Reproducibility Index

Notice: The reproducibility variables underlying each score are classified using an automated LLM-based pipeline, validated against a manually labeled dataset. LLM-based classification introduces uncertainty and potential bias; scores should be interpreted as estimates. Full accuracy metrics and methodology are described in Coakley et alK. L. Coakley, T. Snelleman, H. Hoos, and O. E. Gundersen, "The embrace of open science: An analysis of a decade of AI research and 56 800 conference papers," Under Review, 2026..

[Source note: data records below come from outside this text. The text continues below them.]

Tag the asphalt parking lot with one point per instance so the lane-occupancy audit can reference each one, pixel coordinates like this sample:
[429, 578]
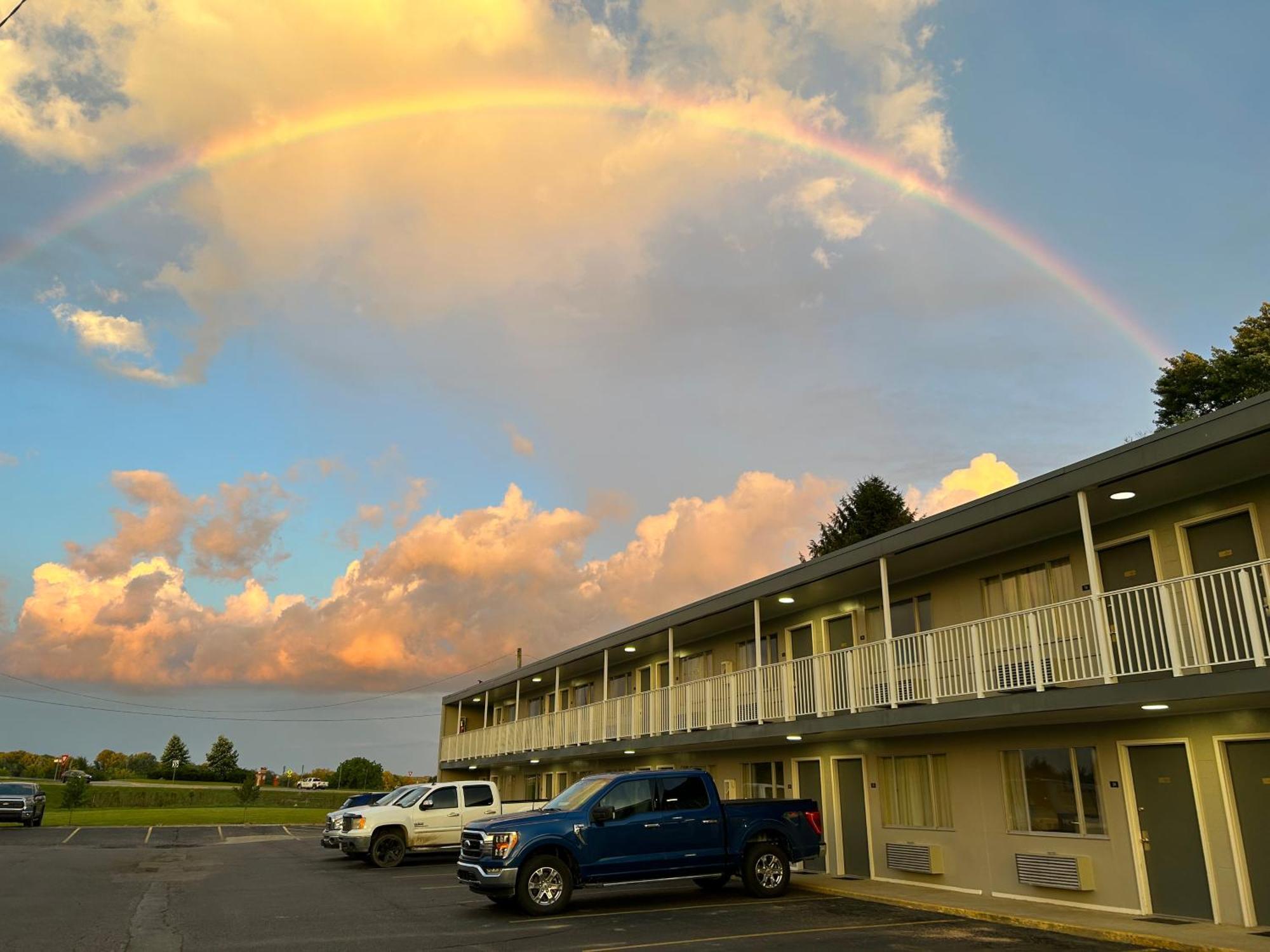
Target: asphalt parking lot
[208, 888]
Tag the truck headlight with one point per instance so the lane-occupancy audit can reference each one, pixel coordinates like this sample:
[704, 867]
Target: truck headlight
[505, 843]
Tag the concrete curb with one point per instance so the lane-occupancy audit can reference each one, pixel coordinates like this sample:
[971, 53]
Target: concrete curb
[1089, 932]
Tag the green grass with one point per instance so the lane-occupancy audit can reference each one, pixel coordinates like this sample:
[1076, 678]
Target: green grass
[184, 817]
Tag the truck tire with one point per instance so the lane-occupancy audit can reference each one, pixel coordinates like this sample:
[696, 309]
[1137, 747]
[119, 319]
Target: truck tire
[544, 887]
[388, 850]
[713, 884]
[765, 870]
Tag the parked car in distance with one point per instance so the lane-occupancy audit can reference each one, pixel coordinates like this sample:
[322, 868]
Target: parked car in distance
[22, 803]
[429, 819]
[638, 827]
[331, 832]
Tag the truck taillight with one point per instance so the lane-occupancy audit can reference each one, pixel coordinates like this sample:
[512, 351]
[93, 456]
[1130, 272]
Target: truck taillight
[813, 817]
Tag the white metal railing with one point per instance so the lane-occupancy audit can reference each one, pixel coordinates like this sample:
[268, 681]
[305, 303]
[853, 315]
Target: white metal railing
[1192, 625]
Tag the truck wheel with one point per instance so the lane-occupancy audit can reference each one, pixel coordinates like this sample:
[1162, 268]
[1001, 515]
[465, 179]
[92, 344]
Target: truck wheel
[388, 850]
[713, 884]
[544, 887]
[766, 870]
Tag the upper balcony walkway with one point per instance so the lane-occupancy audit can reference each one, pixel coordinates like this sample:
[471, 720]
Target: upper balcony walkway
[1183, 626]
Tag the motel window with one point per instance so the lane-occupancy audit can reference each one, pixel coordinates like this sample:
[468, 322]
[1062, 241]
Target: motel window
[1053, 790]
[1033, 587]
[763, 781]
[915, 793]
[746, 652]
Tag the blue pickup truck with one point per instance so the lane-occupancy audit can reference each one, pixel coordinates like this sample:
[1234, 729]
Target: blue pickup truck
[638, 827]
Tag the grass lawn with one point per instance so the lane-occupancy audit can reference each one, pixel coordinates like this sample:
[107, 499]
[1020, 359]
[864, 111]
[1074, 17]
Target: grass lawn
[185, 816]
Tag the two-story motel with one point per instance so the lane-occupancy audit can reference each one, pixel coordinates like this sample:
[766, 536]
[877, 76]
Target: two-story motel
[1056, 694]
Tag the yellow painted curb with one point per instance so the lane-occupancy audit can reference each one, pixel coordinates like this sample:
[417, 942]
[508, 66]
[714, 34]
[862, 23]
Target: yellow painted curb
[1128, 939]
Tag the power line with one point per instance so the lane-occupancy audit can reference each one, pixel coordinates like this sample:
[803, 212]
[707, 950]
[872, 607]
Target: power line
[12, 13]
[264, 710]
[205, 718]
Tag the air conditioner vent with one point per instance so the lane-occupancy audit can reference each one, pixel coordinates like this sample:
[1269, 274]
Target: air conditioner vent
[1056, 873]
[916, 857]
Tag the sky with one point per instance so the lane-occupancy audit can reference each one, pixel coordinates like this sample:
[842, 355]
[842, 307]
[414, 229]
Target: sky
[345, 352]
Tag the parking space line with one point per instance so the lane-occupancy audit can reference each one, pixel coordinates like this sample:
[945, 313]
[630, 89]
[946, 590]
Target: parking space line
[766, 935]
[678, 909]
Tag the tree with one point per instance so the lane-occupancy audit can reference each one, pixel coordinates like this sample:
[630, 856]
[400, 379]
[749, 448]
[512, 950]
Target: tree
[1191, 385]
[872, 508]
[176, 751]
[223, 758]
[360, 772]
[74, 795]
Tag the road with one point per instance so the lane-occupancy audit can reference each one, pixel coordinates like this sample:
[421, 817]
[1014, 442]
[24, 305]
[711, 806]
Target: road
[210, 888]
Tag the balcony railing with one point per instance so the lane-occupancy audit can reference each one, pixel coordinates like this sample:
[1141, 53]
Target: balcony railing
[1182, 626]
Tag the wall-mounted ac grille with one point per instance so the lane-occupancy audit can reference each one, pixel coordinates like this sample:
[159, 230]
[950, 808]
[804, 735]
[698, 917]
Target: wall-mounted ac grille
[1056, 873]
[915, 857]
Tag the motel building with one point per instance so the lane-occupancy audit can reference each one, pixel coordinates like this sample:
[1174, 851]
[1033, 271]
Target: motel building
[1057, 694]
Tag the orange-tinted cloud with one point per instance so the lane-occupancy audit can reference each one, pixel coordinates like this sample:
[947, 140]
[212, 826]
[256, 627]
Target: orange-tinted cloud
[446, 595]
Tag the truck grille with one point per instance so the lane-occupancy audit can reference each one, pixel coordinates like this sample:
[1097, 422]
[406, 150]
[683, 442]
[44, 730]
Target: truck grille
[472, 845]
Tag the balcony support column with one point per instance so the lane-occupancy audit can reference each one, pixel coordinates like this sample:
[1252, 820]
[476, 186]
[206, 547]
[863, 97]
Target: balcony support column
[890, 647]
[1100, 616]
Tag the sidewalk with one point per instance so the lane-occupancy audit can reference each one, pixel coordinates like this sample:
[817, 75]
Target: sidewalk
[1112, 927]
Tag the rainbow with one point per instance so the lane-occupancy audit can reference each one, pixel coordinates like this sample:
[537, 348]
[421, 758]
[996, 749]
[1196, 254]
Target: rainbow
[733, 117]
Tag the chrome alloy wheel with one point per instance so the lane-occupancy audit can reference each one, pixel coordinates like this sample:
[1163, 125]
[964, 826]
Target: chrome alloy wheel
[769, 871]
[545, 885]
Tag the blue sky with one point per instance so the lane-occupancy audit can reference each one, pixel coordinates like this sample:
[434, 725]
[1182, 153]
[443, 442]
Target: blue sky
[656, 310]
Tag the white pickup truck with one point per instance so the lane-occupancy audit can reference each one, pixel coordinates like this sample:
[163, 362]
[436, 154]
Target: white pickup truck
[430, 819]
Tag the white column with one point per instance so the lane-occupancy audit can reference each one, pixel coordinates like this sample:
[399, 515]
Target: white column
[888, 648]
[1092, 562]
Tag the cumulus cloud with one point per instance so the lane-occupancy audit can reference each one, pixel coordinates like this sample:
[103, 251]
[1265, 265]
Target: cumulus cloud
[446, 593]
[521, 445]
[984, 477]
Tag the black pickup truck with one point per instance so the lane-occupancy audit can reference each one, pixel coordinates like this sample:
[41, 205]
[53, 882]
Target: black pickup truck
[638, 827]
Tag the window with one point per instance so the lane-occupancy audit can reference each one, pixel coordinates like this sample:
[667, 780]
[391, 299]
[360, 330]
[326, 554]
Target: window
[1029, 588]
[1053, 790]
[746, 652]
[685, 794]
[445, 799]
[915, 793]
[907, 616]
[764, 781]
[631, 799]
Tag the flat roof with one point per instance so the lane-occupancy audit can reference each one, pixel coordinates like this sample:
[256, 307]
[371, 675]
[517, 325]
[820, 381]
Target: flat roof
[1175, 445]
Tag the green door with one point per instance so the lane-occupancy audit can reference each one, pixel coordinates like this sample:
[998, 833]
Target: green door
[853, 823]
[1170, 832]
[810, 788]
[1250, 780]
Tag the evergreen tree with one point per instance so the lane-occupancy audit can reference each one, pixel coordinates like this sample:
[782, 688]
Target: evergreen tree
[872, 508]
[1191, 385]
[176, 751]
[223, 758]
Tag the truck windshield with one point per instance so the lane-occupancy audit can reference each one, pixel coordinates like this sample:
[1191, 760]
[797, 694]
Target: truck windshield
[577, 795]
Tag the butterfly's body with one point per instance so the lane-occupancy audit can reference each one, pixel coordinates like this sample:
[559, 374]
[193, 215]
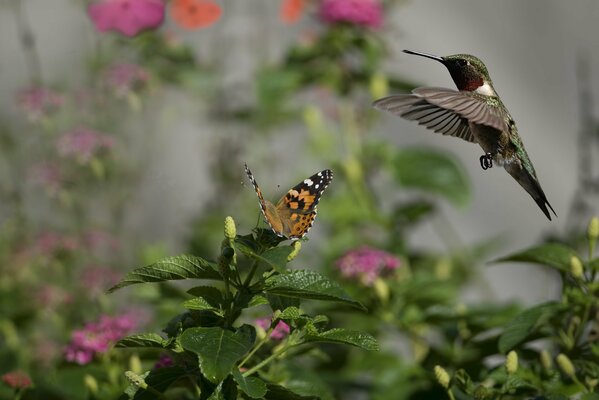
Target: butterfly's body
[476, 114]
[294, 213]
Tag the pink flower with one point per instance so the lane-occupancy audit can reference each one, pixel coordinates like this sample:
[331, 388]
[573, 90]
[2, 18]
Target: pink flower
[125, 78]
[17, 379]
[38, 102]
[83, 144]
[97, 337]
[366, 264]
[280, 331]
[367, 13]
[128, 17]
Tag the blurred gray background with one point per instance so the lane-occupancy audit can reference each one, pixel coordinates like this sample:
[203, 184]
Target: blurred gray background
[530, 48]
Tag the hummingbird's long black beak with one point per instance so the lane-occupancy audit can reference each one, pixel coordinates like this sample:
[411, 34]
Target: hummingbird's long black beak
[432, 57]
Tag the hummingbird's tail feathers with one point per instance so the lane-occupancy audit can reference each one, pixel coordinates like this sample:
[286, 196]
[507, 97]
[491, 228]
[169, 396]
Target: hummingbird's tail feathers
[532, 186]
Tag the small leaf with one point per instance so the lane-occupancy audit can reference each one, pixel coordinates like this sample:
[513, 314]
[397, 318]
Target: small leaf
[551, 254]
[169, 269]
[200, 304]
[525, 324]
[252, 386]
[152, 340]
[308, 284]
[212, 295]
[354, 338]
[433, 171]
[218, 349]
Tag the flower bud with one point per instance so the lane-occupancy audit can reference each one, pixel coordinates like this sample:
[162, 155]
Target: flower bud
[511, 362]
[593, 230]
[230, 230]
[576, 268]
[378, 86]
[297, 245]
[442, 376]
[565, 365]
[91, 383]
[136, 380]
[546, 360]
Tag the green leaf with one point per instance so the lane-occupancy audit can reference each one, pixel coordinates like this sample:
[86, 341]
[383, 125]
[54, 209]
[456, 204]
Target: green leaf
[152, 340]
[275, 257]
[252, 386]
[306, 284]
[169, 269]
[159, 379]
[276, 392]
[218, 349]
[525, 324]
[433, 171]
[551, 254]
[354, 338]
[200, 304]
[212, 295]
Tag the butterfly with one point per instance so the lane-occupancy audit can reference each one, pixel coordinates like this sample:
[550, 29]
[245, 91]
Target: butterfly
[294, 213]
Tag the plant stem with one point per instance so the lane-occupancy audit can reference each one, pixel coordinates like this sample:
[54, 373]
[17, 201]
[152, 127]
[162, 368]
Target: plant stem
[32, 60]
[265, 361]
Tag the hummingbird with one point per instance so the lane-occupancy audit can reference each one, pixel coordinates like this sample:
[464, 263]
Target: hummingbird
[474, 113]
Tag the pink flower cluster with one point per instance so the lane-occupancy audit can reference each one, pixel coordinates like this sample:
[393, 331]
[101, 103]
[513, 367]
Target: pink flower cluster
[124, 78]
[280, 331]
[366, 264]
[84, 144]
[97, 337]
[128, 17]
[367, 13]
[38, 102]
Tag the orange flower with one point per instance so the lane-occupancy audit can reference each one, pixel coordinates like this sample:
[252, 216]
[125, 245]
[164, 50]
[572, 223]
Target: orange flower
[291, 10]
[195, 14]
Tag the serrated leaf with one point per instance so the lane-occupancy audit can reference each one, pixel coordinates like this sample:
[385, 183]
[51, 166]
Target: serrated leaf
[433, 171]
[525, 324]
[169, 269]
[354, 338]
[218, 349]
[200, 304]
[306, 284]
[212, 295]
[252, 386]
[275, 257]
[159, 379]
[551, 254]
[257, 300]
[152, 340]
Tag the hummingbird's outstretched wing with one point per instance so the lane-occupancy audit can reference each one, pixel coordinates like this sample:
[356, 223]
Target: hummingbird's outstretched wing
[443, 110]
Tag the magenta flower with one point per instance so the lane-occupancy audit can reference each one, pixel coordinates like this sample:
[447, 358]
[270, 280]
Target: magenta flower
[98, 337]
[366, 264]
[125, 78]
[128, 17]
[367, 13]
[280, 331]
[84, 144]
[38, 102]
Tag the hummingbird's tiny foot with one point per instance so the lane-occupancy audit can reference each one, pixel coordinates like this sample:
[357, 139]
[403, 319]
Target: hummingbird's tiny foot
[486, 161]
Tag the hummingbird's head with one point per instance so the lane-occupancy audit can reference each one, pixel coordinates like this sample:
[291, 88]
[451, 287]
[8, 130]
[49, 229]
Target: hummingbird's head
[468, 72]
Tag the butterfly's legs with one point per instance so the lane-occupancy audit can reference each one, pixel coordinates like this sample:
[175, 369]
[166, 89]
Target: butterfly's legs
[486, 161]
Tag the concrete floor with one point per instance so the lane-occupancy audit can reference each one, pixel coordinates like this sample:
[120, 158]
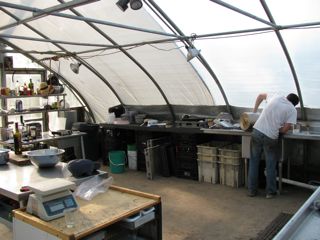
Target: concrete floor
[201, 211]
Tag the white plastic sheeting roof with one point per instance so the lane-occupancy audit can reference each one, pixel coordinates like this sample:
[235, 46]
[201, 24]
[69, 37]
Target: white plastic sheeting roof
[246, 47]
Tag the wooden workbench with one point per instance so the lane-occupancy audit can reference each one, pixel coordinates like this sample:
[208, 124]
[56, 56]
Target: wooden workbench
[102, 211]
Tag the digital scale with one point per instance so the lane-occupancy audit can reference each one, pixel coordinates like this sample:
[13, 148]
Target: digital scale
[51, 198]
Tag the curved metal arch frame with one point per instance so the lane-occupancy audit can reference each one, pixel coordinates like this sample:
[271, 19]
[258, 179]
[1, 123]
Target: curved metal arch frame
[288, 57]
[132, 59]
[44, 65]
[21, 51]
[200, 57]
[276, 28]
[94, 70]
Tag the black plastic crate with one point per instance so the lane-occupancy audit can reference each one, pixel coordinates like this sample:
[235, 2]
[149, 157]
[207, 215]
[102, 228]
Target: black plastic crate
[187, 173]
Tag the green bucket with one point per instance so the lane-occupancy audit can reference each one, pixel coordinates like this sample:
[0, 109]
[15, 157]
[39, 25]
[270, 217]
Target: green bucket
[117, 160]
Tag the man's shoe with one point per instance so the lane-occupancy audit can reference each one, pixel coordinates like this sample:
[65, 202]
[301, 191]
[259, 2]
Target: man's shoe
[271, 195]
[252, 193]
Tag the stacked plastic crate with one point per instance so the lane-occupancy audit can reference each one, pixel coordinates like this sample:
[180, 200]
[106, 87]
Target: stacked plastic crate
[186, 156]
[231, 167]
[207, 153]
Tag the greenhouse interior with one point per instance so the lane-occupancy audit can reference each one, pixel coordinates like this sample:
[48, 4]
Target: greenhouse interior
[157, 119]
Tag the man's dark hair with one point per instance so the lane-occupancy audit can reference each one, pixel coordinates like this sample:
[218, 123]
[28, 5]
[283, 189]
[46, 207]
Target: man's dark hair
[293, 98]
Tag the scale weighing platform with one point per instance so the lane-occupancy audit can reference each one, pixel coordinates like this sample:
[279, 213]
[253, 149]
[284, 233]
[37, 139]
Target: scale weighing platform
[51, 198]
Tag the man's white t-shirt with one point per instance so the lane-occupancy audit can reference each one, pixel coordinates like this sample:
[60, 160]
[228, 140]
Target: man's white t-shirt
[276, 113]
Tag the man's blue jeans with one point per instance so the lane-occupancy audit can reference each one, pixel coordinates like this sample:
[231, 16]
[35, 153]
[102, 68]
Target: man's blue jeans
[261, 143]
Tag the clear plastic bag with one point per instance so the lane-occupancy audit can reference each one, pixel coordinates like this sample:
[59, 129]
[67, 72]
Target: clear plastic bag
[93, 186]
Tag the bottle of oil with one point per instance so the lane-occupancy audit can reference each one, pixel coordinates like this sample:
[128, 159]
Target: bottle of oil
[17, 140]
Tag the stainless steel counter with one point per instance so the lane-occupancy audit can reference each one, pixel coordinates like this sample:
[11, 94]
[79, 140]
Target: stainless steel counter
[304, 136]
[48, 137]
[305, 222]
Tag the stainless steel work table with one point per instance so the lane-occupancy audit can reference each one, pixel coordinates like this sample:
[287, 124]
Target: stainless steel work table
[48, 137]
[303, 135]
[305, 222]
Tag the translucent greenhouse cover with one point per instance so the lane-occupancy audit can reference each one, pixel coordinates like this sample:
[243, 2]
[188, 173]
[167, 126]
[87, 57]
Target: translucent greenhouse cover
[241, 53]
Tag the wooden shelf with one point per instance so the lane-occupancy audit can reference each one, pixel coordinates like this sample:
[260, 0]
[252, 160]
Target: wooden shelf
[32, 96]
[32, 112]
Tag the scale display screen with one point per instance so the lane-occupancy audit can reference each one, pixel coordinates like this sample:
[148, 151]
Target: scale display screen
[57, 206]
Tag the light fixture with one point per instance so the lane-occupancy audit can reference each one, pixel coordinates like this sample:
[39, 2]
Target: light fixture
[192, 53]
[123, 4]
[75, 67]
[135, 4]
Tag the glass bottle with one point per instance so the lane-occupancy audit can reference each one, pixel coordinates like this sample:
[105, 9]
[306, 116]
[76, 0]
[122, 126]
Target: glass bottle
[31, 87]
[17, 140]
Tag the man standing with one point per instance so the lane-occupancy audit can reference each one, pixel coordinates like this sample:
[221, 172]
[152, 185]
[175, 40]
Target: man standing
[277, 117]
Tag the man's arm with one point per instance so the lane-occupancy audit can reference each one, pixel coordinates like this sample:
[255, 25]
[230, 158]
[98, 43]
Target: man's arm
[260, 98]
[285, 128]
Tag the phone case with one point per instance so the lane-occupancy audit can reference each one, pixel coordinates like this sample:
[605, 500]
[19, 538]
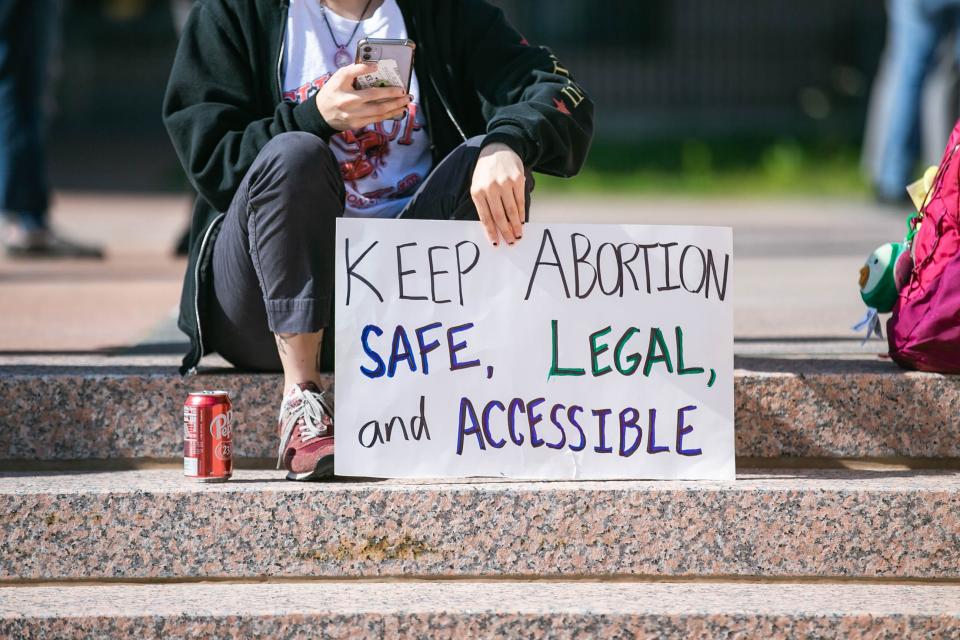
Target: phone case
[395, 59]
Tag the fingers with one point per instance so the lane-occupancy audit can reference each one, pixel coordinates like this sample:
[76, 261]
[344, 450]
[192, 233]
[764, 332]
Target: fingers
[381, 109]
[483, 212]
[499, 215]
[375, 94]
[351, 72]
[513, 203]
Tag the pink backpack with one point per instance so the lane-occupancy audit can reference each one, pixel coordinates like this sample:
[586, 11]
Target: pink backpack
[924, 330]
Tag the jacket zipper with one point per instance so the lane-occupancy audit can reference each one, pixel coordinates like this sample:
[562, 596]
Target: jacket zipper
[196, 285]
[206, 236]
[446, 107]
[283, 43]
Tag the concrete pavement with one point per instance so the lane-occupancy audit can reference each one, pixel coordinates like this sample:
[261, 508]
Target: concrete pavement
[794, 285]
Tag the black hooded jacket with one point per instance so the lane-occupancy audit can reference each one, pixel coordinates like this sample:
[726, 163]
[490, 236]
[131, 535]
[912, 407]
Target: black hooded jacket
[477, 76]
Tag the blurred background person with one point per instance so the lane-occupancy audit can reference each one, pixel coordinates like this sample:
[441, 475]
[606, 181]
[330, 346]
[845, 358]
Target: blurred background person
[917, 30]
[28, 31]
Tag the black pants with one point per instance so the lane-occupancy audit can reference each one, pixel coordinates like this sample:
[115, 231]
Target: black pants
[273, 262]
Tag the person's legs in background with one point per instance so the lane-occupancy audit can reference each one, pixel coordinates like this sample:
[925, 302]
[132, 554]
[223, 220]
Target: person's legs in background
[913, 35]
[27, 33]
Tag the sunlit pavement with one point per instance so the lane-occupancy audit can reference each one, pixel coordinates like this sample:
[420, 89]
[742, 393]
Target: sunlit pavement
[794, 288]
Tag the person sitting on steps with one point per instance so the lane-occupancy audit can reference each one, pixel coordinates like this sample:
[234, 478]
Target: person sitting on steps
[262, 111]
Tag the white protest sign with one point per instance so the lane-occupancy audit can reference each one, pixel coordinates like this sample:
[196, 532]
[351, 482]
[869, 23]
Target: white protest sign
[583, 351]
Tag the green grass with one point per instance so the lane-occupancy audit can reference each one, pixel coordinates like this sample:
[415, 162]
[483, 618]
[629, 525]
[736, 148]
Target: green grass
[718, 167]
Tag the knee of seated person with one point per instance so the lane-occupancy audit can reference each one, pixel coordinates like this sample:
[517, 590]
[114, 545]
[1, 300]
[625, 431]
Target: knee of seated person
[298, 155]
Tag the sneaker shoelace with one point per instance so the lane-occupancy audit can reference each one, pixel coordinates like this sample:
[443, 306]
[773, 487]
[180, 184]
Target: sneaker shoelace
[311, 410]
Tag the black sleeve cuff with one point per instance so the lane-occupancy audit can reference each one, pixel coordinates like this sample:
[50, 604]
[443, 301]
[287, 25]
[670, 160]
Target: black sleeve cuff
[308, 119]
[512, 136]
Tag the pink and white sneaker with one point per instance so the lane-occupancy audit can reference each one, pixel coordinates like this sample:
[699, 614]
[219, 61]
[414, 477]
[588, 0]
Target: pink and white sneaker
[306, 433]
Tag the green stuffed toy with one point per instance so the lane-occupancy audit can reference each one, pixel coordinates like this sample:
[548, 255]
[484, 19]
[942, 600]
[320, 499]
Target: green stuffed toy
[878, 286]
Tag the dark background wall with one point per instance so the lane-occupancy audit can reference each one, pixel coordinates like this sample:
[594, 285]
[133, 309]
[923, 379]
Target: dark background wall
[655, 68]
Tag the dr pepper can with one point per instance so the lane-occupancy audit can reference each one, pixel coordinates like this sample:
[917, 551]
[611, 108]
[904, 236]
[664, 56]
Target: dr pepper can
[207, 436]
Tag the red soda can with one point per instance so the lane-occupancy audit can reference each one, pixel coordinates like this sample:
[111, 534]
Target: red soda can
[207, 436]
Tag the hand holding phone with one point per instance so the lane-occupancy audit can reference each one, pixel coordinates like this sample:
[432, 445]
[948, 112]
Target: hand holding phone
[344, 107]
[394, 60]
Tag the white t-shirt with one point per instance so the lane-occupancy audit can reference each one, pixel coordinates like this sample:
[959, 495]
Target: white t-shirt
[384, 163]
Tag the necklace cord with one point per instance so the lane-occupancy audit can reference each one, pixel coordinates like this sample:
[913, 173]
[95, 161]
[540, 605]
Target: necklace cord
[343, 47]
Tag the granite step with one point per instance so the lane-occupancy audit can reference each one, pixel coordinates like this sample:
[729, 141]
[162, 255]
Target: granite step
[506, 609]
[118, 408]
[156, 525]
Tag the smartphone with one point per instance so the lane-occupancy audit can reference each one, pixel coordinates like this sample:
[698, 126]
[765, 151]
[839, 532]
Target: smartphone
[394, 58]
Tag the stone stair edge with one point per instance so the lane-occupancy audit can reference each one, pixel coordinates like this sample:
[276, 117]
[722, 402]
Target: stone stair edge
[129, 525]
[557, 609]
[166, 479]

Learning to Flow from Generative Pretext Tasks for Neural Architecture Encoding

Authors: Sunwoo Kim, Hyunjin Hwang, Kijung Shin

NeurIPS 2025 | Venue PDF | LLM Run Details

Reproducibility Variable	Result	LLM Response
Research Type	Experimental	Our experiments show that FGP boosts encoder performance by up to 106% in Precision@1%, compared to the same encoder trained solely with supervised learning. We demonstrate the effectiveness of our pre-training method compared to baseline pre-training methods across multiple downstream tasks, including performance prediction and neural architecture search.
Researcher Affiliation	Academia	1Kim Jaechul Graduate School of AI, 2School of Electrical Engineering Korea Advanced Institute of Science and Technology (KAIST) {kswoo97, julia510, kijungs} @ kaist.ac.kr
Pseudocode	No	The paper describes the proposed method and steps for obtaining the flow surrogate in Section 3 and its subsections, along with a visual representation in Figure 3. However, there are no explicitly labeled pseudocode or algorithm blocks.
Open Source Code	Yes	Our code and datasets are available at https://github.com/kswoo97/FGPAnom.
Open Datasets	Yes	We leverage three computer vision neural architecture datasets, which are NAS-Bench-101 (NB-101) [51], NAS-Bench-201 (NB-201) [8], and NAS-Bench-301 (NB-301) [39] datasets. Our code and datasets are available at https://github.com/kswoo97/FGPAnom.
Dataset Splits	Yes	For NB-101 and NB-201 datasets, we follow the training and test splits provided in [34, 15]. For the NB-301 dataset, since the baseline method ZC-Proxy [56] requires certain numerical properties of architectures, we use a subset of the original NB-301 dataset where these properties are available. We sample 40 architectures from the test set to create a validation set, following the approach in [15].
Hardware Specification	Yes	We conducted our experiments on a machine with NVIDIA RTX 8000 D6 GPUs (48GB memory) and two Intel Xeon Silver 4214R processors.
Software Dependencies	Yes	FGP is primarily implemented using the Pytorch (v1.12.1) and Pytorch Geometric (v2.2.0) libraries.
Experiment Setup	Yes	We use Adam W [30] as the learning optimizer. We set the batch size and pre-training epochs to 256 and 200, respectively. Appendix A.4 details hyperparameter tuning, including Learning rate within {10^-3, 5*10^-4, 10^-4}, Projection head dimension within {32, 64, 128, 256}, Projection head number of layers within {1, 2, 3}, Weight decay within {10^-6, 0.0}, and for FGP, (λ1, λ2) within {(1/2, 1/2), (1/3, 2/3), (2/3, 1/3)}.